30.4.08

Pander Watch



Andrew Sullivan and Thomas Friedman have called "pandering" on Clinton and McCain's gas tax holiday proposal. Friedman makes a solid case that the tax holiday achieves little but over emphasizes the negative effect on behavior. You can't say the gas tax is so small that removing it won't save consumers any real money and then turn around and say that it will negatively impact behavior. He raises a fair point that even using the windfall tax money to finance the plan is a foolish use of revenue for posturing, but is it really empty?

 
Now Sullivan and Friedman have rightfully criticized the Bush's inept handling of Katrina, Some have even suggested that the President flying to New Orleans and passing out water bottles would have shown leadership. Really? Isn't that little more than posturing according to this argument? Surely the President's presence would cost millions upon millions and disrupt the work effort. The leadership is in the making of the effort despite the otherwise foolishness of the gesture. Giving people the relief of 18.4 cents per gallon isn't much less helpful than the bottle of water the President would be handing to a man who just lost his home.

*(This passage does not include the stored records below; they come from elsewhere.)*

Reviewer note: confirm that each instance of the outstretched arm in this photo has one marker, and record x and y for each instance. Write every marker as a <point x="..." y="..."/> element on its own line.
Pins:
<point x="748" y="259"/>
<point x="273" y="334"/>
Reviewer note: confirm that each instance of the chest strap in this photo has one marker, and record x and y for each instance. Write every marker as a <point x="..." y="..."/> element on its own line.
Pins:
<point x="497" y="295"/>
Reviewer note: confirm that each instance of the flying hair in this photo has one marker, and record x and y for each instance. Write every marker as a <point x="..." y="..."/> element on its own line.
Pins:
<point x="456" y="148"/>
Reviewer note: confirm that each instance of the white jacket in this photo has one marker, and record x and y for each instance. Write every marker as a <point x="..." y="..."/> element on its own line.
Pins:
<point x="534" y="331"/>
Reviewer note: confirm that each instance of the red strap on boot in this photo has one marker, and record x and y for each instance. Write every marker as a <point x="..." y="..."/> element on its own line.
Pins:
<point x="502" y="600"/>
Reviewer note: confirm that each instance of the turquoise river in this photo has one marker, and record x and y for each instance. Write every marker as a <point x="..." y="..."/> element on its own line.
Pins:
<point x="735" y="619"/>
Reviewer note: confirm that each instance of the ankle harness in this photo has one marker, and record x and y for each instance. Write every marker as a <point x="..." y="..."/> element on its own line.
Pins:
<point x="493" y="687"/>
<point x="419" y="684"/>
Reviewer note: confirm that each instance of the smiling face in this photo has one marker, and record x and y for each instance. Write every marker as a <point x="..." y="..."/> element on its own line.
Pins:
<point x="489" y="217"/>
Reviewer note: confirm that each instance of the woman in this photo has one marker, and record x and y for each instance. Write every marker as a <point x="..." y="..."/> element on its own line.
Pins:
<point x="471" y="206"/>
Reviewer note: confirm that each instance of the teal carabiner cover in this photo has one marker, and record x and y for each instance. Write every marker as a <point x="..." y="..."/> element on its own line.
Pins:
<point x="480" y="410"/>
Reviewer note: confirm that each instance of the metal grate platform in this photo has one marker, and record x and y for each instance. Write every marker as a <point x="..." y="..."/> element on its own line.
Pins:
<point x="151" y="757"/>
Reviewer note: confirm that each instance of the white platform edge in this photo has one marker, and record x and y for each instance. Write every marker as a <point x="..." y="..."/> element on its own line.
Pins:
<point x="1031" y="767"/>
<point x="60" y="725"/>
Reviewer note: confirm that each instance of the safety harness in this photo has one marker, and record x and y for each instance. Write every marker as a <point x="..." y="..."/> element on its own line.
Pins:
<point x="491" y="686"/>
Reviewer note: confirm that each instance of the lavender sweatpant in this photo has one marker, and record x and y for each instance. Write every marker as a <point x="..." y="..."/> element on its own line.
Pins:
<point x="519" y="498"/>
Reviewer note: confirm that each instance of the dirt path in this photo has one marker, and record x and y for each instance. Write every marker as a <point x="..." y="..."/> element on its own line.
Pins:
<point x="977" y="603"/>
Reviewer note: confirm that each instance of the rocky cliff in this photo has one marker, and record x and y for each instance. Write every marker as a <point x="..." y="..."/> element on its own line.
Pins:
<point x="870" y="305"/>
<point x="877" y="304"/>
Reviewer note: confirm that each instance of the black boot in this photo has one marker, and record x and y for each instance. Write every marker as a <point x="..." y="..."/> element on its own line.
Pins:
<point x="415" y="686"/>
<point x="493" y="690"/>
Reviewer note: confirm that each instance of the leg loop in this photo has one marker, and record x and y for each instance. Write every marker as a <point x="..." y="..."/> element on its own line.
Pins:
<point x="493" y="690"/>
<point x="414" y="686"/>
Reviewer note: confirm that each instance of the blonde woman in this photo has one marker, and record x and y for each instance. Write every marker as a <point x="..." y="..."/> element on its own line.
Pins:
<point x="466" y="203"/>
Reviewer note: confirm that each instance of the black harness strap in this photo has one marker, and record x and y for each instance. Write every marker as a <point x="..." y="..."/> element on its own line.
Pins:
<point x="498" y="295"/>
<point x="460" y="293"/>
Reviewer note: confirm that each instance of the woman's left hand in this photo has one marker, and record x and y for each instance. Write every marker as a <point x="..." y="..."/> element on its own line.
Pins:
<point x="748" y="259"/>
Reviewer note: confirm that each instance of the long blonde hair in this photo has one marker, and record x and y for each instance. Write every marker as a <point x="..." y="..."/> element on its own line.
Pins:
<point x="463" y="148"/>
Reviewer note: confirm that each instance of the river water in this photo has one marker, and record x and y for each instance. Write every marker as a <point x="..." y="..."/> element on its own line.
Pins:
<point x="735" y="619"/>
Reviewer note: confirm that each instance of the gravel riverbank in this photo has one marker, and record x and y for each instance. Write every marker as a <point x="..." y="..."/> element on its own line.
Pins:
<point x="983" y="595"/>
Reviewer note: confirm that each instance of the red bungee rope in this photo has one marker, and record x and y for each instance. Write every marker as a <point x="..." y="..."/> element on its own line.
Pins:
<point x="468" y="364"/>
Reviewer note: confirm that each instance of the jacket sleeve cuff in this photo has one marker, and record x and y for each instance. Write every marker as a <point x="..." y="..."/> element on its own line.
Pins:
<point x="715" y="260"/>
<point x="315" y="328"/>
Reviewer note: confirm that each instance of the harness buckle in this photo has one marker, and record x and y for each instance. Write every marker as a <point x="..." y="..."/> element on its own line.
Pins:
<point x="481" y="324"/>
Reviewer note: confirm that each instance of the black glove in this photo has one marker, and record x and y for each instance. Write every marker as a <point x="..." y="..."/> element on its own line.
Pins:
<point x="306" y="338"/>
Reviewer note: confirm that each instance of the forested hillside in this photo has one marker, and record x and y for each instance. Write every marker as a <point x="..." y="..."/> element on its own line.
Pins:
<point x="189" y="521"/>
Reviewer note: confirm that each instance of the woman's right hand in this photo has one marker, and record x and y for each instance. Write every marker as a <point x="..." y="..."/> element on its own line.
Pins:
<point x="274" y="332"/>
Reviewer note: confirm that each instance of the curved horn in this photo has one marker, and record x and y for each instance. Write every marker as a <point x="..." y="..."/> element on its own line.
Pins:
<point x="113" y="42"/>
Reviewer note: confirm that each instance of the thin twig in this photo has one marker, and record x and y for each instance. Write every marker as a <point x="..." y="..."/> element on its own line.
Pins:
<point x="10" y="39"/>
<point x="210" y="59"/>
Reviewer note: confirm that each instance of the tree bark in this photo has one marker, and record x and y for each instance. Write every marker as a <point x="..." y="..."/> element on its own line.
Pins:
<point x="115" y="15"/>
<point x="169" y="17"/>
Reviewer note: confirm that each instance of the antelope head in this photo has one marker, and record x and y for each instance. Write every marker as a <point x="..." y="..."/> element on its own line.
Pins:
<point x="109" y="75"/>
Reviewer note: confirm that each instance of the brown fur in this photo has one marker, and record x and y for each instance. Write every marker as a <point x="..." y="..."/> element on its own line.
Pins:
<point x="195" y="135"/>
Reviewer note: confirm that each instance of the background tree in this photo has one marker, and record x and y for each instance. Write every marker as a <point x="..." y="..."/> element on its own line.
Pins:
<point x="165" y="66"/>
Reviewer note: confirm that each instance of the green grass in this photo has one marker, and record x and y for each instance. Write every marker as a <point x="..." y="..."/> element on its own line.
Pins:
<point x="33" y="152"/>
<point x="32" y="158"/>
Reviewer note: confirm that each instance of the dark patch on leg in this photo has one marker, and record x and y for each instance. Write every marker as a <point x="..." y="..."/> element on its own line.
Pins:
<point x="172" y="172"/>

Friedman makes a solid case which I have also made about the need for an energy policy and we largely agree. Sullivan's criticism is discouragingly vapid in comparison. This is sadly Sullivan's lowest ebb since he imitated Bush's Scotty in the run up to the war. No, not Barnie, Blair.

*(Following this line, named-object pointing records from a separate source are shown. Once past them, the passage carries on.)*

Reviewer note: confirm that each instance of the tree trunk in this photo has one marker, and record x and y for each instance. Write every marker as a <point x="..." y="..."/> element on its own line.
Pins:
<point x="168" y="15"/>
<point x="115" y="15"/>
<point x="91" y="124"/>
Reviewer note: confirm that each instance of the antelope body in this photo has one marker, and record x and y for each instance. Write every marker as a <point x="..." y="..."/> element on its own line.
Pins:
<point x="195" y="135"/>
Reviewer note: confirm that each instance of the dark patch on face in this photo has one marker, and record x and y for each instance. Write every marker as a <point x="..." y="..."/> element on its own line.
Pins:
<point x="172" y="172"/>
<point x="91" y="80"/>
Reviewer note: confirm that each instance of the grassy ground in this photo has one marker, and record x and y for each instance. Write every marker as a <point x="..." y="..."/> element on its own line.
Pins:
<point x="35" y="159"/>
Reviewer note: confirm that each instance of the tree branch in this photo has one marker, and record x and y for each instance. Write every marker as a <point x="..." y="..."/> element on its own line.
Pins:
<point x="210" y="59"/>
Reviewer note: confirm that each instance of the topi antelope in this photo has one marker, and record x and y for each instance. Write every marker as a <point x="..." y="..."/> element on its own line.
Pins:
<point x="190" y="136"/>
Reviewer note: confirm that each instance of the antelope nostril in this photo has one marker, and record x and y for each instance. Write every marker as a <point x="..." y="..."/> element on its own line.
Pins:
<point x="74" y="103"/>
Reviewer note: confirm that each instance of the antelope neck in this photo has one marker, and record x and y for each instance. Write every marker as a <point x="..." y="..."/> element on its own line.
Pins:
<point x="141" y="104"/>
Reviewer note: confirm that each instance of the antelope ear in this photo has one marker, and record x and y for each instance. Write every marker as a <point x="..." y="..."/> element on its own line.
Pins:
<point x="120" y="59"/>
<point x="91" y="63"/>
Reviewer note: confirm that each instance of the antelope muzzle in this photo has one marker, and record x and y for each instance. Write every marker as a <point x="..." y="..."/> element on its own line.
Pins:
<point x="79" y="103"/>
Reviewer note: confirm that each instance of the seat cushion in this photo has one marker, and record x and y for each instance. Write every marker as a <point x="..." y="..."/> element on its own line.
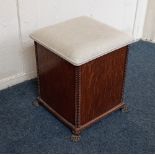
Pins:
<point x="81" y="39"/>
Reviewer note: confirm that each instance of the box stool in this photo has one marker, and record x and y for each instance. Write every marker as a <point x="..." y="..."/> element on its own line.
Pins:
<point x="81" y="67"/>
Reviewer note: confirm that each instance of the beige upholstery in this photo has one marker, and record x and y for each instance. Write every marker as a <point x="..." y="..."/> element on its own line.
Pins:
<point x="81" y="39"/>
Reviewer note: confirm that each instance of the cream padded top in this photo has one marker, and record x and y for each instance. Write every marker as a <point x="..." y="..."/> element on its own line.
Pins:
<point x="81" y="39"/>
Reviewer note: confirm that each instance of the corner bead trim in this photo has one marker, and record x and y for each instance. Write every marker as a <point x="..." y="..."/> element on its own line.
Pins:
<point x="77" y="95"/>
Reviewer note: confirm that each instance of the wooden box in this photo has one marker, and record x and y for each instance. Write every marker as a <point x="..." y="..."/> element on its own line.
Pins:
<point x="81" y="95"/>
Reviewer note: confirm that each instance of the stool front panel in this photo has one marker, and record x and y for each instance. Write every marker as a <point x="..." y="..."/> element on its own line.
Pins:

Hillary is evil because she panders. Obama doesn't pander because pandering involves proposals and solutions of which he has very few. The people want change and what does Obama promise but ethereal change. It is open ended pandering? What kind of change does Obama specifically propose? No one knows, but it will certainly be different. Much like Obama, you can imagine the change however you want to imagine it. Details about policy, like details about Obama, slowly but surely destroy the illusion.